The guillotine is a meme. We do not advocate it seriously.
The guillotine is associated with radical politics because it was used in the original French Revolution to behead monarch Louis XVI on January 21, 1793,
This is not true. It is associated with radical politics because of the revolutionary tribunal. And because of Robespierre regime, not in spite of it. Let me make a quick summary:
- In September 1792 a popular riot took over prisons in Paris and killed everyone they found that looked like an aristocrat or a member of clergy.
- It was considered to be the result of a popular sentiment, but was so chaotic that the authorities could not condone it, therefore it decided to install a revolutionary tribunal. Expeditious, but with some semblance of defense and justice. Danton was saying "We will be terrible, so that the people do not have to be" and "we will make a tribunal that is not good, it is at present impossible, but that is the least bad we can".
- Danton and Robespierre, who had equal roles in the Terror regime, despite the popular narrative making Robespierre the bad guy and Danton the good guy, were moderates of that time. They installed it in order to decrease the amount of retributive violence.
When we, in France, praise the guillotine, it is more out of desperation and nostalgia for that time when powerful people had to defend in front of a biased justice but, for once, biased against them.

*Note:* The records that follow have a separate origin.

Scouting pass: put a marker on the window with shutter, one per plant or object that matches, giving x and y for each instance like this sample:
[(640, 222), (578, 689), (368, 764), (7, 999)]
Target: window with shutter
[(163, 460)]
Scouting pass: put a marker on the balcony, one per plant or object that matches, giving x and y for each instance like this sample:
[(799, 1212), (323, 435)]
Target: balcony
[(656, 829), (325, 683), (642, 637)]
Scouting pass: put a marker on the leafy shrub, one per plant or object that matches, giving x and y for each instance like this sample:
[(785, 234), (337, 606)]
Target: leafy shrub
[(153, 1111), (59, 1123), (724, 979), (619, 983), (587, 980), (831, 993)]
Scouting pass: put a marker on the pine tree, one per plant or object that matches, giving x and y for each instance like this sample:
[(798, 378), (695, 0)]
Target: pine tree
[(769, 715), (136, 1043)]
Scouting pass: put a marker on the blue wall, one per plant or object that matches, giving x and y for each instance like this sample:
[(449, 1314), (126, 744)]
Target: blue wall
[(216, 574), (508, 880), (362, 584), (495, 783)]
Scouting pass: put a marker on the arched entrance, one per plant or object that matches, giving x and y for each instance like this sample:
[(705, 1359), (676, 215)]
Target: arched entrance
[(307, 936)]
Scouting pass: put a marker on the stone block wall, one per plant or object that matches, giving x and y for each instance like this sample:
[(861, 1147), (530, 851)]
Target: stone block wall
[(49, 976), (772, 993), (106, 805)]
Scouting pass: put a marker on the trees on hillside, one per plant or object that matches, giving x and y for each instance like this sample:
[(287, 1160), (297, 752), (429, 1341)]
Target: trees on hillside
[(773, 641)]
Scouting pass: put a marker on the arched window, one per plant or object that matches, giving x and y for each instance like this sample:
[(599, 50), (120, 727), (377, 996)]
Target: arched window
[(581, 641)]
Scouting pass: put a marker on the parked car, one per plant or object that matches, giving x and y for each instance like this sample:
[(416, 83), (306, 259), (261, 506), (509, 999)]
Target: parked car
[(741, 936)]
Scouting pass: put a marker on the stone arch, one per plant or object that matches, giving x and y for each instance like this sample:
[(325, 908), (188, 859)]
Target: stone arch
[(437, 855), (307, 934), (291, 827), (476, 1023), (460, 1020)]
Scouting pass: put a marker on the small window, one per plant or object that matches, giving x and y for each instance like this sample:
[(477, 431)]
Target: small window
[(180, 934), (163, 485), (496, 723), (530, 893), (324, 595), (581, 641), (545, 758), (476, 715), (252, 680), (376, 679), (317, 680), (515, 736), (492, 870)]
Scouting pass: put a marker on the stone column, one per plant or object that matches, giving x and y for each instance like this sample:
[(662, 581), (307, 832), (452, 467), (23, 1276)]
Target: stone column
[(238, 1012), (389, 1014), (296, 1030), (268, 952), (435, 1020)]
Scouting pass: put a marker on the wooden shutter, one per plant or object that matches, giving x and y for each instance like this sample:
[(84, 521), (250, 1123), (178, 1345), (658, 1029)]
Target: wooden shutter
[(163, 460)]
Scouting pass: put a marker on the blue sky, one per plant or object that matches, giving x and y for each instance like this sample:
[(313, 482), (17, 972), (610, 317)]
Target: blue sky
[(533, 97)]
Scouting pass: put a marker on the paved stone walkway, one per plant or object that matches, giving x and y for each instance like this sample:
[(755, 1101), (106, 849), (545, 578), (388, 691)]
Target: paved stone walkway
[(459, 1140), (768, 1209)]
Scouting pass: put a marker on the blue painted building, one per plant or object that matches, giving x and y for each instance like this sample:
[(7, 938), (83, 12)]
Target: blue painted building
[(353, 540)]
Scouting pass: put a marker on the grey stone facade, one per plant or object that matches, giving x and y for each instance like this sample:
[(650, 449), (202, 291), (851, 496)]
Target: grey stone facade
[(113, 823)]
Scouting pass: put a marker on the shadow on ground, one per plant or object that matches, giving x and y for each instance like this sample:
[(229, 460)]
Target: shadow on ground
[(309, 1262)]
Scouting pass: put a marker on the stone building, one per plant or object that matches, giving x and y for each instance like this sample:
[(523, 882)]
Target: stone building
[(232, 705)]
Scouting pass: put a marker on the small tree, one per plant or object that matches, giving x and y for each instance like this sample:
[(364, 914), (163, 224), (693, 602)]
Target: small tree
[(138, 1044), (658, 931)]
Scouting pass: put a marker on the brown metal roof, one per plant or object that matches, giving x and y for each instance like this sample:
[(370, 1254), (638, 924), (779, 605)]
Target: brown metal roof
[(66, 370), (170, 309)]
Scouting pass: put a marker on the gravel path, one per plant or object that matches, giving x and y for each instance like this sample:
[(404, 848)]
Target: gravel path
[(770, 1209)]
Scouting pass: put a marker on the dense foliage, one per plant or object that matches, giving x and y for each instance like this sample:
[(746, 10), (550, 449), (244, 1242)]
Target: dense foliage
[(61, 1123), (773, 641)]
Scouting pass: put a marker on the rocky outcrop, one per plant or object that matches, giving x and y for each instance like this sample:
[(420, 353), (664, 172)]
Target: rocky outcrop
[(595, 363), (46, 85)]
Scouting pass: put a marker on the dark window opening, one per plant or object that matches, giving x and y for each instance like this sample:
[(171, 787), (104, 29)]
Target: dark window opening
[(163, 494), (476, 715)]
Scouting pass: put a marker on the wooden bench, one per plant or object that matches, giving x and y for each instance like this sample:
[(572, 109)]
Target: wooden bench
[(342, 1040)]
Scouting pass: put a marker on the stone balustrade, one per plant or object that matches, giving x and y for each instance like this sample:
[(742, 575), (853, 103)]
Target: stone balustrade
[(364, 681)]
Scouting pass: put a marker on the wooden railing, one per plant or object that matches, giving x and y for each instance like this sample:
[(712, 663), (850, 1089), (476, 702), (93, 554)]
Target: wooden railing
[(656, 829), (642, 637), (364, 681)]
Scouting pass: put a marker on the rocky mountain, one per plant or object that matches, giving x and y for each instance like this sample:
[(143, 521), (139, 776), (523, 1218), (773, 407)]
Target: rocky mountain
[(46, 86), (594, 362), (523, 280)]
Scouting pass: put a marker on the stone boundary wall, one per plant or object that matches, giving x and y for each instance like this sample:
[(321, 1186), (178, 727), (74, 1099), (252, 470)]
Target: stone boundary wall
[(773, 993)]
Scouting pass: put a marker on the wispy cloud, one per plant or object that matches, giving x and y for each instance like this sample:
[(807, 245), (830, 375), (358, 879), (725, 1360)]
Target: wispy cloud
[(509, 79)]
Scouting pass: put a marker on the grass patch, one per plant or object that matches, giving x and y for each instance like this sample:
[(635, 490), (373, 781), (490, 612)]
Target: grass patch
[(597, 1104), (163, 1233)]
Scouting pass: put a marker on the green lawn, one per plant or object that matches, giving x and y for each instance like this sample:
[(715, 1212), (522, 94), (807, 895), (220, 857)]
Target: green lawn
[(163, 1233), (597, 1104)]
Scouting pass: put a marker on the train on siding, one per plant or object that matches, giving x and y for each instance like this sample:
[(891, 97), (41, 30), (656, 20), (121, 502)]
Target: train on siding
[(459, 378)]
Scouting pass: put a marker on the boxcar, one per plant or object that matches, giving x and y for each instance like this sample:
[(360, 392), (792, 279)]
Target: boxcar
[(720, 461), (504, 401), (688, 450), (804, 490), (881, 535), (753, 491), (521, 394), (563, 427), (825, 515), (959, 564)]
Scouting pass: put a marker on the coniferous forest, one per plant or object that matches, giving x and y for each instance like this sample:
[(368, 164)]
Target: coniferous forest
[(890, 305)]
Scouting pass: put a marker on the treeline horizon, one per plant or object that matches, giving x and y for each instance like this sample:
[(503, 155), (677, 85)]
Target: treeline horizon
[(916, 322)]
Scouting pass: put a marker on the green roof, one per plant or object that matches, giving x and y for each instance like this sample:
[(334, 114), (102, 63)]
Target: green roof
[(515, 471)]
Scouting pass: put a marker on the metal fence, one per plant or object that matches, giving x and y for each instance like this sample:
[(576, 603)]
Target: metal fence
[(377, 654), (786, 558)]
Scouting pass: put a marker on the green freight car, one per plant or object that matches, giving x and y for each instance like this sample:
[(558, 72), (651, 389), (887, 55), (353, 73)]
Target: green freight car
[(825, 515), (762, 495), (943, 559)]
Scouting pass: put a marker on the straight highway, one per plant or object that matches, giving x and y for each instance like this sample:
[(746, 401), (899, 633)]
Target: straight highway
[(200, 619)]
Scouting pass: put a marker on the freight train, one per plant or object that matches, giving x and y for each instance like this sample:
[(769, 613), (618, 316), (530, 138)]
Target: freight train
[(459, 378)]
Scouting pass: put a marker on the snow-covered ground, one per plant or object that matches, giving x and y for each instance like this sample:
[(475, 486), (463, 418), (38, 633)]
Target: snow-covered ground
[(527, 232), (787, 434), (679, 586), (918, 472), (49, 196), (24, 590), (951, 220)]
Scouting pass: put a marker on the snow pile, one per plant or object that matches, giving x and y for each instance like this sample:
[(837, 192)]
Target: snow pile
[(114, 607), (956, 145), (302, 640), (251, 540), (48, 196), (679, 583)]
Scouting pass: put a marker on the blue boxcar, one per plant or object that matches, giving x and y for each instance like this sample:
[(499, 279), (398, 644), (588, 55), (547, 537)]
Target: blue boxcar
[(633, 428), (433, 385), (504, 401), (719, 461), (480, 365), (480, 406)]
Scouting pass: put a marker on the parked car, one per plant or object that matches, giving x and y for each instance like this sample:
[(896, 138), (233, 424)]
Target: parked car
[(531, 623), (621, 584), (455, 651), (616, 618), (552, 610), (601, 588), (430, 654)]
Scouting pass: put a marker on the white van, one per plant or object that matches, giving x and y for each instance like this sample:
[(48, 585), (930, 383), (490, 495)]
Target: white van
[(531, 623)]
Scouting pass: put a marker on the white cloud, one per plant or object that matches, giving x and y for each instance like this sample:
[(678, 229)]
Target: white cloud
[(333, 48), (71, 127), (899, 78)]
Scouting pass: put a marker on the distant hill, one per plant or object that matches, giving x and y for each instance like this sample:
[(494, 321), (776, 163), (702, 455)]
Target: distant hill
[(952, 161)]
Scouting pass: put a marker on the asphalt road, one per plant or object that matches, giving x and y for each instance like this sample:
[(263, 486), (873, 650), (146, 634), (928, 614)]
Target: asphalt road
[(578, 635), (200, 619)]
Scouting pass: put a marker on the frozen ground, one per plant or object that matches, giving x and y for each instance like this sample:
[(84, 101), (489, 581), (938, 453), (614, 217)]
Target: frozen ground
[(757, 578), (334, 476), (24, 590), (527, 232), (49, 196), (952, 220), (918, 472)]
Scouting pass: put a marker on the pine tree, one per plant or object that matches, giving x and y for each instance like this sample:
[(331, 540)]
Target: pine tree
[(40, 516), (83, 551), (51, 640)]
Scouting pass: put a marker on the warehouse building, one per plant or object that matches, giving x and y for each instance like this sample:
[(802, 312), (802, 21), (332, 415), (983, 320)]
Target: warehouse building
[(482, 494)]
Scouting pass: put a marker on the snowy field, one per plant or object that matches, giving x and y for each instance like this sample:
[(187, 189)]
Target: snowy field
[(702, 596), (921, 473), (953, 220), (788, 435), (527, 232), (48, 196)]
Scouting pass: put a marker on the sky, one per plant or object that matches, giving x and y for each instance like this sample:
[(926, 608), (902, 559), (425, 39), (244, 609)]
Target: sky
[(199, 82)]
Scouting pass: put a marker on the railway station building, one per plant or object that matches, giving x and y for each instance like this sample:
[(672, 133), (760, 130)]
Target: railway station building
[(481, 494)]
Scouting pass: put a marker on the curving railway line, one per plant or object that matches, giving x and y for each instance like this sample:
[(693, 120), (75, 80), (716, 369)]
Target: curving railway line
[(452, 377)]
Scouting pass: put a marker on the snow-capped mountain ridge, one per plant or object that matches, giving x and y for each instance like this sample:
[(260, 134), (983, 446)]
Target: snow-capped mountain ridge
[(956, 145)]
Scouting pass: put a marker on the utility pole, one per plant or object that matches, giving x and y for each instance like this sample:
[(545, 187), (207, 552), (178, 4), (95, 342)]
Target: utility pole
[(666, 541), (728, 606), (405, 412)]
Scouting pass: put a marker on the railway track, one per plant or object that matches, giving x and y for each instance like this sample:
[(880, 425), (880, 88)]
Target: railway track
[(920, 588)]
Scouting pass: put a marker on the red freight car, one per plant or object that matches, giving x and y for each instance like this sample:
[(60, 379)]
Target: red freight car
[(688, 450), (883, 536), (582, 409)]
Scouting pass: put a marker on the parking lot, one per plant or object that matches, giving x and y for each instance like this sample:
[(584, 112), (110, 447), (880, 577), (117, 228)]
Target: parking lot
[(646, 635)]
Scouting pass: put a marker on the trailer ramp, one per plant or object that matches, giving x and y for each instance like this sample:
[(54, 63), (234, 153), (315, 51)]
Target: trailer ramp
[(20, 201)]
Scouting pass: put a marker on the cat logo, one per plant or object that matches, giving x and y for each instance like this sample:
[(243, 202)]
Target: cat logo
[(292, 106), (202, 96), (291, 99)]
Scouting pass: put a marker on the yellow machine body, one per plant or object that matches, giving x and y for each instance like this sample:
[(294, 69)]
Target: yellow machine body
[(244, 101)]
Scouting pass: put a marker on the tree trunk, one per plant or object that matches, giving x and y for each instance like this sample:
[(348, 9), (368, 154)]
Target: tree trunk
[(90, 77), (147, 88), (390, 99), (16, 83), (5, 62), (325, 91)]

Later on, yes, it became the tool of execution of a variety of autocratic regimes. The Commune was an extremely progressist movement. When it burns down the guillotine, it is the death penalty in general that it rejects but it does not reject the idea of opposing with violence to the authoritarian government. But this time the government had fled so they formed a militia to attack them. Had them win, we would have seen another type of popular justice. Probably less bloody though.